36 The claimant submitted that the answers to questions 2(i) and 2(ii) were inconsistent. Considered in isolation this may appear to be the case. However the questions and answers must be read with his Honour's reasons for judgment. His Honour treated extravagant and unreasonable as synonymous in this context: see para [34] (second dot point) and para [38]. This was also the understanding of Dr Lushington in The Pactolus (1856) Swab 173, at 174 and 175 (twice), which his Honour referred to: paras [14]-[17]. Ever since courts and commentators have treated extravagant and unreasonable in this context as interchangeable.

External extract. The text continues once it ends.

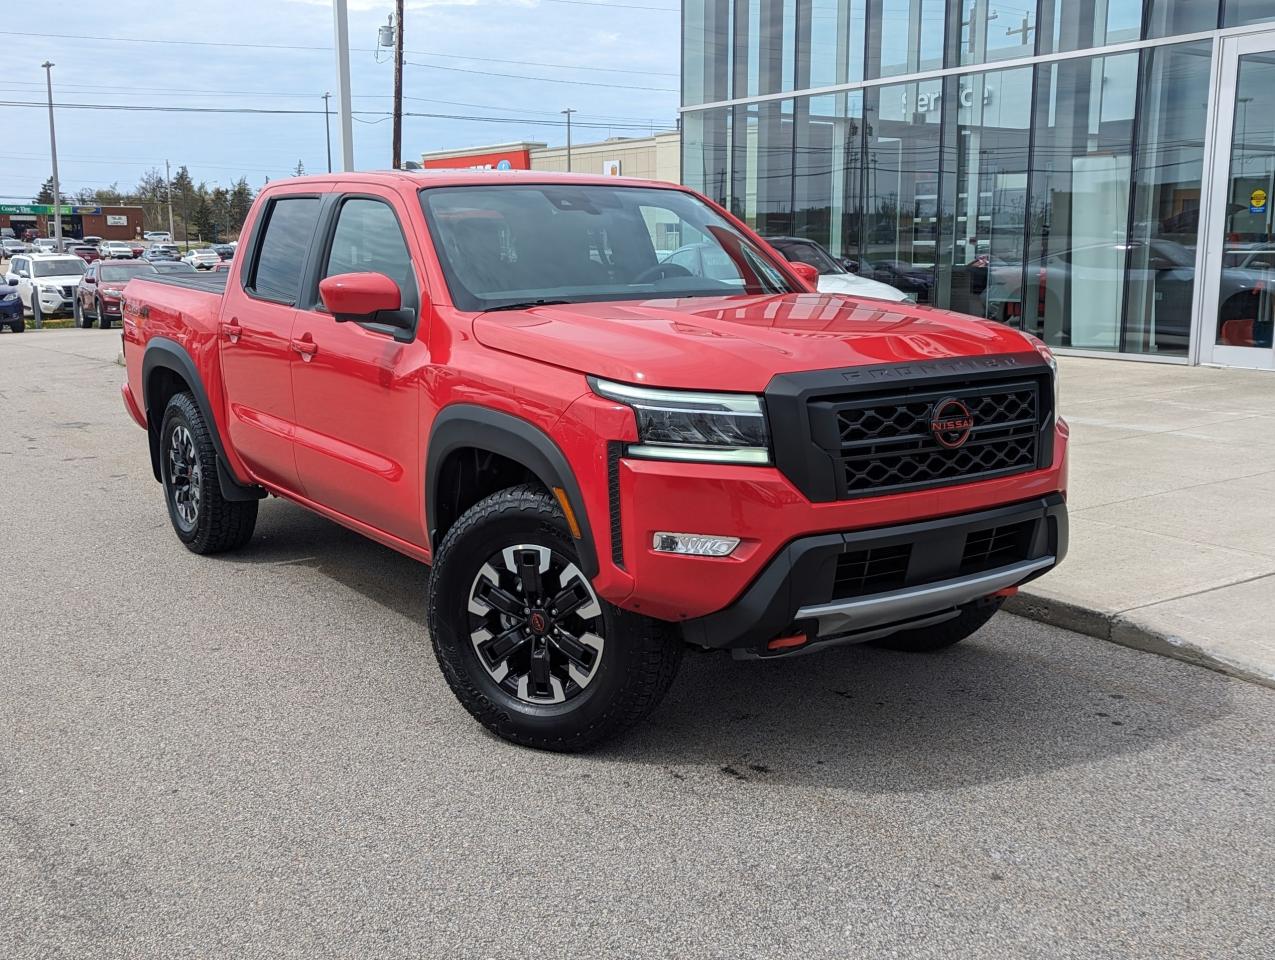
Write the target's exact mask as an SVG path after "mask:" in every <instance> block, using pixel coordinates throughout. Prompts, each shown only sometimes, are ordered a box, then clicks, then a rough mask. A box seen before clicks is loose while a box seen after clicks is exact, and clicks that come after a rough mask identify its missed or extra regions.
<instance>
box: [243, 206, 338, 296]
mask: <svg viewBox="0 0 1275 960" xmlns="http://www.w3.org/2000/svg"><path fill="white" fill-rule="evenodd" d="M324 199H325V195H324V194H317V193H312V191H307V193H301V194H278V195H274V196H270V198H269V199H268V200H266V201H265V205H264V207H263V209H261V213H260V214H259V215H258V218H256V221H255V222H254V224H252V240H251V256H247V258H245V259H244V265H242V268H241V273H240V286H242V287H244V293H245V296H247V297H250V298H251V300H256V301H260V302H263V303H274V305H277V306H284V307H300V306H301V302H302V300H303V296H305V291H306V280H307V278H309V275H310V274H311V272H312V269H314V252H315V236H316V235H317V232H319V227H320V226H321V224H323V217H324ZM282 200H317V201H319V214H317V217H316V218H315V227H314V229H312V231H311V233H310V240H309V241H307V244H306V250H305V254H302V256H301V277H300V278H298V286H297V295H296V297H293V298H292V300H279V298H278V297H268V296H265V295H264V293H259V292H258V289H256V272H258V266H259V265H260V260H261V245H263V244H264V242H265V235H266V232H268V231H269V228H270V218H272V217H274V210H275V208H277V207H278V205H279V203H281V201H282Z"/></svg>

The authorities and texts which establish this are summarised in his Honour's judgment.
37 In my judgment the answers to question 2 can be reconciled when one bears in mind that there may not be a single fair and reasonable cost for repairing a damaged motor vehicle, especially a Mercedes costing $95,563 new. There is likely to be a range of costs all of which are fair and reasonable. In such a case acceptable evidence that a lower cost would be fair and reasonable cannot of itself establish that a higher cost was outside the range and not fair and reasonable.
38 The true question would be whether the cost incurred was outside the range. In my judgment this is only another way of asking whether the cost incurred was extravagant or unreasonable.
39 His Honour's answer to question (1), read in isolation, might appear to establish an entitlement in the plaintiff to be indemnified by the wrongdoer for the actual cost of repairs without any restriction based on the reasonableness of that cost. However that answer should not be read independently of the answers to question (2). There are in fact two caps on the plaintiff's recovery in a case such as this. He is not entitled to recover more than his actual cost, and he is not entitled to recover that cost to the extent that it was extravagant or unreasonable.
40 His Honour's judgment was in substance correct, and it and the answers to the separate questions so understood will not embarrass the resolution of the factual dispute between these parties. In my judgment there would be no utility in further consideration of the legal principles isolated from the actual facts.
41 I would therefore propose that leave to appeal be refused and that the Summons and the Notice of Appeal without appointment be dismissed with costs.
42 HOEBEN J: I agree with Handley AJA and the orders which he proposes.